Seit 30 Jahren ist der Kirchenmusiker Hans Joachim Brehm regelmäßig auf der Musikmesse in Frankfurt zu finden. Doch diesmal ist seine Stimmung getrübt, als er durch die riesigen Ausstellungshallen von Europas größter Messe für Musikalienhändler und Musiker schlendert: "Früher konnte man hochwertige Instrumente ausprobieren, Kollegen zum Austausch treffen. Jetzt aber ist fast nichts mehr los." Und sein Steckenpferd, die Kirchenmusik, komme fast überhaupt nicht mehr vor, bemängelt der ehrenamtliche Organist einer evangelischen Kirchengemeinde aus dem Wetteraukreis.

Zahl der Aussteller ist rückläufig

Schon immer fristete die Kirchenmusik auf dem viertägigen internationalen Branchentreff ein Nischendasein. Nur einige Orgelbauer und Notenverlage, die auch Sakralmusik im Angebot haben, sind dort vertreten. Zudem schwächelt die Musikmesse, die in diesem Jahr bis zum 5. April dauert, insgesamt schon seit Jahren. Die Zahl der Aussteller ist rückläufig, etwas mehr als 1.600 aus 56 Ländern sind es in diesem Jahr - 20 weniger als im Vorjahr. Mehr als 90.000 Fachbesucher machten sich 2018 auf zur Messe, 2017 waren es noch 100.000. Viele große und prominente Hersteller bleiben ihr fern. Das Internetgeschäft und die billigere Konkurrenz aus Asien haben auch den Musikalienmarkt schwer unter Druck gesetzt. Und für viele Kirchenmusiker scheint die Musikmesse ohnehin kaum interessant zu sein, schätzt der Verband Evangelischer Kirchenmusikerinnen und Kirchenmusiker in Deutschland mit Sitz in Nürnberg.

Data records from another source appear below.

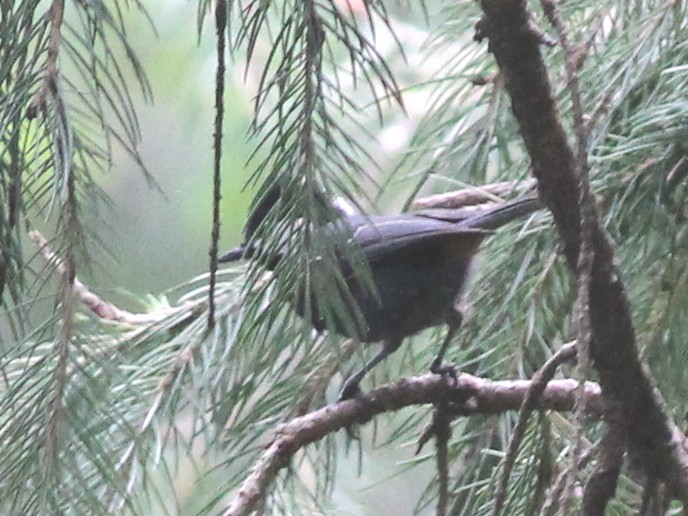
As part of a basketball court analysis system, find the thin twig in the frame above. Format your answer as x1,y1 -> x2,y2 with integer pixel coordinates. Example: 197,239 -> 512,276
225,374 -> 602,516
492,342 -> 576,516
26,0 -> 64,120
539,443 -> 600,516
433,408 -> 451,516
208,0 -> 227,329
29,230 -> 161,325
540,0 -> 597,515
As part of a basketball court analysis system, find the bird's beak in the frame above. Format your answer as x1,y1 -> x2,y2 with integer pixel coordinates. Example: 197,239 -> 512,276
217,246 -> 246,263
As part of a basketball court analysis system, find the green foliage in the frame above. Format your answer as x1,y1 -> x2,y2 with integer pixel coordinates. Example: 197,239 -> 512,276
0,0 -> 688,515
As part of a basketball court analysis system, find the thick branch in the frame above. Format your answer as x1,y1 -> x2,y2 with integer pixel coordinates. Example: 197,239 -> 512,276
477,0 -> 688,501
225,374 -> 602,516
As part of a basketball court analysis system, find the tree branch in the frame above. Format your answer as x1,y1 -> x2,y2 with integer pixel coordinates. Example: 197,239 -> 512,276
225,374 -> 602,516
476,0 -> 688,503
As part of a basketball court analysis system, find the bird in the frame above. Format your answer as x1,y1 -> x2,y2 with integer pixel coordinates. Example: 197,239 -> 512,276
219,186 -> 542,400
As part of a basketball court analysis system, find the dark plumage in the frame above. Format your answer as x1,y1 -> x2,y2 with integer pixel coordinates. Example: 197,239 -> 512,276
220,189 -> 541,398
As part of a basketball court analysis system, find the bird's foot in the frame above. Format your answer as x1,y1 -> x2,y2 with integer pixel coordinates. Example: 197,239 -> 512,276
430,363 -> 459,381
337,377 -> 361,401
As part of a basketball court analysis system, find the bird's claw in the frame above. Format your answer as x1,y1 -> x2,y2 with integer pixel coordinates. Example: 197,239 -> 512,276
337,378 -> 361,401
430,364 -> 459,381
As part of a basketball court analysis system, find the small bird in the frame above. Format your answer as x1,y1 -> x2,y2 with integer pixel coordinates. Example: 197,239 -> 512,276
219,187 -> 542,399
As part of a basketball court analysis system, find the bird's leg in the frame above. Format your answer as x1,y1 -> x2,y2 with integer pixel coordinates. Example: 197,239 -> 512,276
430,309 -> 463,378
339,338 -> 403,401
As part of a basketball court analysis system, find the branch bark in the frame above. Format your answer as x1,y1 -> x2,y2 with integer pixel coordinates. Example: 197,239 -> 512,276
476,0 -> 688,504
225,374 -> 602,516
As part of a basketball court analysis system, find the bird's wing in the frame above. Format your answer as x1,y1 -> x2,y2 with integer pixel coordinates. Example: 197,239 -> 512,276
349,215 -> 490,265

Das Testen eines Spieltischs für Kirchenorgeln der Firma Sonorgan ist auf der Musikmesse in Frankfurt am Main möglich.

"Die Messe ist ganz schön zusammengeschrumpft", sagt Bernhard Carolus aus Heidelberg. Wie sein hessischer Kollege Brehm hat er jahrzehntelang gerne die große Produktschau in Frankfurt besucht. Doch jetzt lohne sich für ihn als Kirchenmusiker kaum mehr die Anreise. Viele Aussteller fehlten, spannende Neuerungen gebe es kaum, kritisiert Carolus, der in einer katholischen Kirche in Heidelberg ehrenamtlich die Orgel spielt. Zahlreiche Kirchenmusiker informierten sich inzwischen lieber direkt bei den Produktanbietern im Internet oder auf Haus- und speziellen Fachmessen.

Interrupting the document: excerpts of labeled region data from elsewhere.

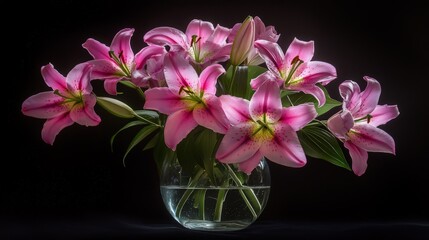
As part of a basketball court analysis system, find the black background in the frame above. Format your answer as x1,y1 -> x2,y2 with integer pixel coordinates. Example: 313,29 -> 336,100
4,0 -> 429,238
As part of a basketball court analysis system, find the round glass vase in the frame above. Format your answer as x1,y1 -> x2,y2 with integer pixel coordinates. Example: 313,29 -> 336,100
160,158 -> 271,231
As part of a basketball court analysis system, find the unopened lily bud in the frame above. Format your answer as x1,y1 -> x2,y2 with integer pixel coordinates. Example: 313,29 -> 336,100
230,16 -> 255,66
97,97 -> 136,118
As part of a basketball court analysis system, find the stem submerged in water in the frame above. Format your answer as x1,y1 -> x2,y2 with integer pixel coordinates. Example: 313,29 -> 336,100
225,164 -> 262,219
174,169 -> 204,217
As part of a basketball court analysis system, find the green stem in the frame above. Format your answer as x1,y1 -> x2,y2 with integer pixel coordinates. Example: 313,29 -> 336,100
228,65 -> 237,94
198,189 -> 207,220
225,164 -> 262,218
214,179 -> 229,222
175,169 -> 204,217
286,95 -> 294,106
134,114 -> 162,128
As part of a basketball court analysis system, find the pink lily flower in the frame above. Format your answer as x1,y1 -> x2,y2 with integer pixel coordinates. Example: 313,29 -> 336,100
228,16 -> 280,66
144,19 -> 231,67
250,38 -> 337,106
327,77 -> 399,176
21,63 -> 101,145
216,81 -> 317,174
82,28 -> 166,95
144,52 -> 229,150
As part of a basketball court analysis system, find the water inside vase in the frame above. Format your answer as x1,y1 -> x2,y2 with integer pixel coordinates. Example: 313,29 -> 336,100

Das kann Peter Michner, Chef der Orgelbaufirma "Sonorgan" aus dem saarländischen St. Wendel, nur bestätigen. Mit seinen Spieltischen mit elektronischer Klangerzeugung ist der 67-Jährige nach längerer Pause wieder mit einem kleinen Messestand in Frankfurt vertreten. "Die Kosten sind für viele Aussteller zu hoch", sagt er. Auf der Messe sei er trotzdem, um seine neuen Produkte zu präsentieren und um "den ein oder anderen Kunden zu gewinnen". Auf dem kleinen Markt der digitalen Kirchenorgeln sieht Michner mit Handarbeit und hochwertigen Materialien für sich ein Potenzial: Viele Kirchengemeinden könnten sich neue Pfeifenorgeln nicht mehr leisten oder müssten ihre alten teuer sanieren. Für sie könnten deshalb seine günstigeren Instrumente eine Alternative sein, sagt er.  Auch Sebastian Luck von der Firma UHT aus dem thüringischen Sömmerda-Orlishausen hofft, dass er mit seinem Angebot an Holztasten für elektronische Sakralorgeln und Spieltische für Orgeln punkten kann.

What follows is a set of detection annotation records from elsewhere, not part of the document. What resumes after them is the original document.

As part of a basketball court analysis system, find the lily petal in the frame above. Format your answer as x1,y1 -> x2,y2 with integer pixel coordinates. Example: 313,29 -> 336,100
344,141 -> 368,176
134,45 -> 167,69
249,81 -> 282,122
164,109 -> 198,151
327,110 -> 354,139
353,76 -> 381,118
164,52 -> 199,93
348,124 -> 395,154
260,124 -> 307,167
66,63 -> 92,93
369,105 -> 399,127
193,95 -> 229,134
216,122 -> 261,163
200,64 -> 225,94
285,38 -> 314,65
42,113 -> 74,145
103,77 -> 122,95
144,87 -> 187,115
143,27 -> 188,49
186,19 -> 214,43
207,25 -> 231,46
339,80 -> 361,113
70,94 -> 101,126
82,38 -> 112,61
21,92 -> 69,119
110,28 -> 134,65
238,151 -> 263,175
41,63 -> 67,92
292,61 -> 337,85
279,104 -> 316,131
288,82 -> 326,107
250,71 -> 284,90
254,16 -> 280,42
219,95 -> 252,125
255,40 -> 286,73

Das Jahr 2019 wird nach Einschätzung vieler Aussteller ein Schlüsseljahr für die Zukunft der Musikmesse sein, die immer mehr an Boden gegenüber Messen in China und den USA verliere, sagt Corinne Votteler. Auch "aus Verbundenheit und um Gesicht zu zeigen" sei man dort vertreten, erklärt die Verkaufsleiterin des Verlags Bärenreiter aus Kassel.

Stefan Küchler, Kantor aus Mörfelden-Walldorf, spart sich die Anreise, auch wenn es nicht weit ist. Im Internet fänden sich auch Auszüge aus Notenmaterial, erklärt der Vorsitzende des Landesverbands evangelischer Kirchenmusikerinnen und Kirchenmusiker in Hessen-Nassau: "Dafür reist man nicht nach Frankfurt."